There used to be many, many more places similar to Mama's, many of which @13 mentioned above, that were a big part of establishing Seattle's quirky, working class aesthetic over the last 50 years. Most of those places are gone now, and are being replaced with the antithesis of quirk. This is what we mourn. It's not the food. I'm in agreement that Mama's food was pretty blah. An establishment is more than the sum of its parts. This article does a great job of illustrating exactly this.

Life moves on. This family deserves to cash in. But that doesn't soften the feelings when we born-n-bred Seattlites keep being reminded of the death-knell of the city that we used to know and love.

So, if you can't have any compassion for those of us who were here before you were even conceived, those of us witnessing a stretched-out dying of the city that was, then fuck you right back. Us true Seattlites hurt when our past is razed for the constantly expanding new.

I just hope that the new we create is as approachable, multi-layered, and as much like family as Mama's has been. Adios.
18
I grew up in Seattle and I don't care about restaraunts closing. I loved the Canterbury as a kid, it's gone, so is my grandmother. She'd be the last person to feel sorry for me that I can't afford to live here anymore. I made choices in life that mean I don't have much money and a lot of you who are devastated did too.
19
Speaking as someone who comes from a place where we know from Mexican food, I can attest that Mama's was very good. Not great, but very good. You naysayers talking about it's lack of "authenticity" need to reread one of Fnarf's mini essays on the topic. It's a myth and you're putting on airs.
20
I go there all the time and have for decades...for the salsa. I do NOT eat there, the food is awful and way too expensive. The salsa is delicious and I will miss it.
21
It's so weird to read the comments by older Seattleites about their special, special city. The transplants aren't here because they love Seattle, or they love getting rained on all the time while eating shitty Mexican food, and being far away from home. They're here to make fucking money, the kind they can't make wherever they're from. It's not their fault that the city council here makes no effort to provide affordable housing in the face of gentrification, and is fine handing the city over whole-cloth to developers.

Tl;dr: If Mama's is some kind beacon of 90's Seattle, 90's Seattle sounds cheesy and awful.
23
Link to the Fnarf article, Matt?
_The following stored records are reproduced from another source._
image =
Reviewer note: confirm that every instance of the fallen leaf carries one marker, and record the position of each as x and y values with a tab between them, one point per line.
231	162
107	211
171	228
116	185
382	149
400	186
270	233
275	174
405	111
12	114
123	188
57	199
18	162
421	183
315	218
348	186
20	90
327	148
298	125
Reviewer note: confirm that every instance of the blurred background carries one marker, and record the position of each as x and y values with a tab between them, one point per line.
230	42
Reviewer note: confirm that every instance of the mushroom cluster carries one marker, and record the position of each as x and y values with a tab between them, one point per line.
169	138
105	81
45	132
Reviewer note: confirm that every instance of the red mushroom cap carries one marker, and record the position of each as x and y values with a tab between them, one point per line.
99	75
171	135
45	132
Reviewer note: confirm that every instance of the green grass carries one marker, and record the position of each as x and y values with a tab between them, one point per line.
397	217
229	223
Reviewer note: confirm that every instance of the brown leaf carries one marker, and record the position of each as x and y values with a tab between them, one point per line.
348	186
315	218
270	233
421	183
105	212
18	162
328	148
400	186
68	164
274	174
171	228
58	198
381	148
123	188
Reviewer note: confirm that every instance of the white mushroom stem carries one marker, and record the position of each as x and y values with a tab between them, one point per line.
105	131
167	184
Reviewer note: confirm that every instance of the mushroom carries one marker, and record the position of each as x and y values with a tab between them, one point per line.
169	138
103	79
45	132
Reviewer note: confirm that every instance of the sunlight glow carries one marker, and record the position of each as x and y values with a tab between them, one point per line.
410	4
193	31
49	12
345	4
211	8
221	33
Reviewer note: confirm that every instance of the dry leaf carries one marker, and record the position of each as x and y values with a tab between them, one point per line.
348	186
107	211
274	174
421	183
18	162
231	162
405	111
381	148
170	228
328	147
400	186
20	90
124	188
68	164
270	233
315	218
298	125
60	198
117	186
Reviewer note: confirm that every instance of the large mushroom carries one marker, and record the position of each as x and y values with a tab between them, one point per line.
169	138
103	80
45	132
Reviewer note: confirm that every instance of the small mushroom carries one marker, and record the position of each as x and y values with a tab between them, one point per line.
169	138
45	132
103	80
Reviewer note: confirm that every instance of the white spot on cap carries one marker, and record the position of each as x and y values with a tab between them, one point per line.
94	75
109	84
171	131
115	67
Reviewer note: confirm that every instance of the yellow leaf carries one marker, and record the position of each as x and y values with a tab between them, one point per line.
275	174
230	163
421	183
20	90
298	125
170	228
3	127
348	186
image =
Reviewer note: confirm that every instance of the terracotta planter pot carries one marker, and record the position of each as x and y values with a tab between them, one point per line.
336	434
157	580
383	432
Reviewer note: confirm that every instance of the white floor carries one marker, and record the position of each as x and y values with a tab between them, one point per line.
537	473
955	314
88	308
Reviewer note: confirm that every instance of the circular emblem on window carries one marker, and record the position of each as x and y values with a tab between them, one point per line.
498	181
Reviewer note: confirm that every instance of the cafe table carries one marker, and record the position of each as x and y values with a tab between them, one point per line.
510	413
What happened ro that guy?

And sigh, #21- it was a time. It s over. It was really fun to be in Seattle in the 90s. There was great art and it was cheap, that is all. Yes it rains (people still complain about that?) but is is a beautiful area. My rent was less than$200 a month on capitol hill, so we has time to work on art, reading, writing, music and so on.

It is over and was fun, in a way that does not seem to exist in many places anymore.
Don't be so threatened by the past.

24
@21 - It isn't that it was special. It's that it WAS. And now it ISN'T. That's it.
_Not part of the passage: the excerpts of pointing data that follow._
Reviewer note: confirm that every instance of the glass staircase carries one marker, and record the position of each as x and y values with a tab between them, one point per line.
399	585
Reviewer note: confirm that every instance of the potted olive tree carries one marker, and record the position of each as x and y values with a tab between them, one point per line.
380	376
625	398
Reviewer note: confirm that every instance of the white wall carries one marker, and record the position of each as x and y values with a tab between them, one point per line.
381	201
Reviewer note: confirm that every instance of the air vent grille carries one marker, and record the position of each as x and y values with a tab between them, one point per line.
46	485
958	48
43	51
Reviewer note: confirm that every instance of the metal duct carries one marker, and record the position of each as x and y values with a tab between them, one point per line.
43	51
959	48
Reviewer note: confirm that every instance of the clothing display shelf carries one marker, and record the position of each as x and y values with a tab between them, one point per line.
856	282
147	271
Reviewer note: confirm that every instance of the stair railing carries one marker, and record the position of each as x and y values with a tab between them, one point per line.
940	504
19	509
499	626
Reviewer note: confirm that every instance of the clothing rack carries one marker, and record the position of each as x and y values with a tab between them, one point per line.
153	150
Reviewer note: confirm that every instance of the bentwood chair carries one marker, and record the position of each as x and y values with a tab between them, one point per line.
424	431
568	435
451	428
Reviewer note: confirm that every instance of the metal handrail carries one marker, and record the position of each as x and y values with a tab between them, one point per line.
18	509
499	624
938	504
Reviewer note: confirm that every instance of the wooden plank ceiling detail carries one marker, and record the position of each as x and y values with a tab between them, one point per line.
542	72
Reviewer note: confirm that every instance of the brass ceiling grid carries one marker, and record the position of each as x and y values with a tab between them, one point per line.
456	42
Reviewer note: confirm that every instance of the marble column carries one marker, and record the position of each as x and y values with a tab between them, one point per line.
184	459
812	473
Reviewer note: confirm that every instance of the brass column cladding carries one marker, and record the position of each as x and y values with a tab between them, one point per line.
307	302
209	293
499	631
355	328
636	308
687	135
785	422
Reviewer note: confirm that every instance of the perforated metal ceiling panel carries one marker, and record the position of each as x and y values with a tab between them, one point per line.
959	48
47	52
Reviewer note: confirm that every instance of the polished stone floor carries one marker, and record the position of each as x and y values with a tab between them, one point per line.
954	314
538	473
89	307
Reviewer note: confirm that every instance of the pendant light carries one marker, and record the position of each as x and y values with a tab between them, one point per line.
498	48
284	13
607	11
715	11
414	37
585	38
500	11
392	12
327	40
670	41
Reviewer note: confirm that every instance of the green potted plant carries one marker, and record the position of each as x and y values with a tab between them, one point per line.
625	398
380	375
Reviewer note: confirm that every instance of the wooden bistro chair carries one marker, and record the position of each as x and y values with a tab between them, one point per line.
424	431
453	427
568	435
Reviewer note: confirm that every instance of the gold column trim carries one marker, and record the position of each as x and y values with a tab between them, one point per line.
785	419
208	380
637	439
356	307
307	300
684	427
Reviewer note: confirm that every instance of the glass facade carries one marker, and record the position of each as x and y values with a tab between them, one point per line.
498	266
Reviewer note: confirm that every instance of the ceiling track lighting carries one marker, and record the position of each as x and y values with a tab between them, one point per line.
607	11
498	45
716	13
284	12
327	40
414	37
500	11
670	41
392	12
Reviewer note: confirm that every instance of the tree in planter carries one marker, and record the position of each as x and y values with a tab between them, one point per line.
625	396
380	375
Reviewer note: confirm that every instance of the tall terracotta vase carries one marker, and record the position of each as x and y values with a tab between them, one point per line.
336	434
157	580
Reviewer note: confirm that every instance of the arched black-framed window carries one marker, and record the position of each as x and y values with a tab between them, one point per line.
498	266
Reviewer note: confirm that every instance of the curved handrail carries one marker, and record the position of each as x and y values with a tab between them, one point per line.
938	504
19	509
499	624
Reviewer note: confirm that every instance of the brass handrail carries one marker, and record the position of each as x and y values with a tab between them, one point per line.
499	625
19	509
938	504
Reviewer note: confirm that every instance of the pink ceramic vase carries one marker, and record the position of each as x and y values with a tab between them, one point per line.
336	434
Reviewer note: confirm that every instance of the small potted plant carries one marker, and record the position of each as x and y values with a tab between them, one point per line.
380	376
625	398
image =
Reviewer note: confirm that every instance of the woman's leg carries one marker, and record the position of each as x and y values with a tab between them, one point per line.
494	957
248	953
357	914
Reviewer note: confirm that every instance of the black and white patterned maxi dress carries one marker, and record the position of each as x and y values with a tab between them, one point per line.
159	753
It just gets really old to repeatedly have a new demographic belittle what was here before. I have no problem with change. It hurts sometimes, but it is inevitable. I DO have a problem with people who have no clue telling me how to feel about something that they haven't experienced.

Perhaps reading an article like this could or should be a window into understanding. But it usually winds up being more fodder for people to harsh on Seattle's disappearing past even more.

90s Seattle was cheesy by modern standards. It wasn't even close to awful though. It was amazing. Still can be, if the new folk would allow for something of the old familial community of art and class breakdown to occur. Doesn't seem to be working out that way, though.
25
This is one of the first places I ever ate at in Seattle and as someone who is not a wealthy tech worker, enjoyed going there when I lived in Seattle. I enjoyed the Cadillac margarita and the prawn quesadilla, but most of all meeting friends there and hanging out and having a good time. Adios, Mama's. Thanks for the memories.